His men even stopped working for a moment to look in that direction, fearing the worst. Instead, they saw the one and only F-16XL, traveling at close to 1200 mph no more than 25 feet above the water.
"It's Hunter!" the team leader yelled.
No sooner were the words out of his mouth when the delta-shaped high-tech fighter streaked by and under the span his troops were preparing to blow up.
The jet left such a whirlwind in its path, it. nearly knocked two of the sappers off the under pilings of the bridge.
As it would happen, the main concentration of fire being directed against the Texans was coming from three recoilless rifle sites located at a point a half mile down the waterway from the bridge. Somehow -and the Texans never really found out just how -Hunter knew this. As soon as he darted under the bridge, his airplane's nose exploded in a cough of fire and smoke. A quick but lethal burst of the F-16XEs six simultaneous-firing cannons completely destroyed the enemy's recoilless rifle nest in three seconds.
Then, as quick as that, the famous airplane was gone, and so was much of the enemy fire.
The Texans successfully blew the bridge five minutes later.
As Major Dantini of the Central American Tactical Service would later tell it, he was up to his neck in smelly water when he first heard the F-16XL coming.
He had just returned that morning from his trip to Washington to meet General Jones. It was during this meeting that Jones had revealed the whole "sneak attack" scenario for Dantini, the only such briefing given to an officer outside of the United American Army Command Staff.
At the time Jones had told him that Dantini and the CATS deserved an explanation of the United Americans' motives, especially in light of the fact that Washington had been using Radio CATS to broadcast its bogus news stories.

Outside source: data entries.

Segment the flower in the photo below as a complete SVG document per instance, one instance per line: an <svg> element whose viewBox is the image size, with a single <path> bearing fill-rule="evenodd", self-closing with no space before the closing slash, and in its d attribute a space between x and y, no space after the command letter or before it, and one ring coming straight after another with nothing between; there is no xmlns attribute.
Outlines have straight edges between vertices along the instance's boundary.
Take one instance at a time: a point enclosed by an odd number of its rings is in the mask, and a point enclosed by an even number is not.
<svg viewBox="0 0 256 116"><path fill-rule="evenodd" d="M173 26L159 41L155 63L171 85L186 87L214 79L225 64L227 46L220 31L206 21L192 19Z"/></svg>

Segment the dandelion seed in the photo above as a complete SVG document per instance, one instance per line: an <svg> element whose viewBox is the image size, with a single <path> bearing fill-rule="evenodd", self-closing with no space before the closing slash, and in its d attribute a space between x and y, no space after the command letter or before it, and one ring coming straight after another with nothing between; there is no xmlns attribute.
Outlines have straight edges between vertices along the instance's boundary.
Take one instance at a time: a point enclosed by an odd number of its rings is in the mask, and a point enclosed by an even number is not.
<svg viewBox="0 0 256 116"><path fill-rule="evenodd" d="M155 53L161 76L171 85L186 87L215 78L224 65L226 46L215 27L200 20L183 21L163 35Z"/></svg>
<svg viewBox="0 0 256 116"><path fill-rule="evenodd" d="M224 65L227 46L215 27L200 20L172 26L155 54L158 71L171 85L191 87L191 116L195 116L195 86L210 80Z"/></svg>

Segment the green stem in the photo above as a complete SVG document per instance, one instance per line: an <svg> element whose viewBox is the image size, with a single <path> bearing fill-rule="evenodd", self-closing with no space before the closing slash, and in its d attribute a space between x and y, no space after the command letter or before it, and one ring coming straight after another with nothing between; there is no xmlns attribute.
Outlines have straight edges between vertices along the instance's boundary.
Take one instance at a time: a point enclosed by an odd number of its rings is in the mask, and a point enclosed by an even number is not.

It had taken awhile, but Dantini finally came around to an understanding of Jones's reasoning for the deception. From that point on he worked with the UA planners, detailing for them everything he knew about the Canal and the Nazi's defenses around it.
His only request had been that, seeing as the CATS would play a very major role during the first hours of the attack, he be allowed to be back with his unit before the fighting broke out. He was, courtesy of a balls-out chopper ride from Texas to a refueling/spyship off Mexico on to his island base off Panama.
He went in with the second wave of his choppers. Their assignment was to blow up a pump station 14 miles from Panama City. The target was high priority because it was one of several pumphouses that regulated the height of the water flow in the Canal. Should the Nazis get really desperate they could, with the turn of a few wheels, let millions of gallons of water flood into the Canal, thereby swamping and probably destroying a good part of both main lock systems.
The particular station Dantini and two of his Chinooks were gunning for was built underground, deep in the woods, about a quarter mile from the bank of the waterway. Its location underground had been strictly an engineering decision by the original builders of the Canal. However, it made the critical target just about impervious to air attack.
So the CATS had taken on the job. Landing two Chinooks about a half mile downstream, Dantini and 15 of his men slogged through a drainage stream that ran parallel to the main waterway, hauling five big rocket-propelled grenade launchers. All they had to do was destroy the small gas turbine that was located on the exposed roof of the pumphouse, and thereby deprive it of the electricity it needed to operate.
It was a job that was a little out of their league -they being primarily chopper troops, but Dantini was sure his guys could handle it.
However, four Nazi fast attack boats showed up to prove them wrong.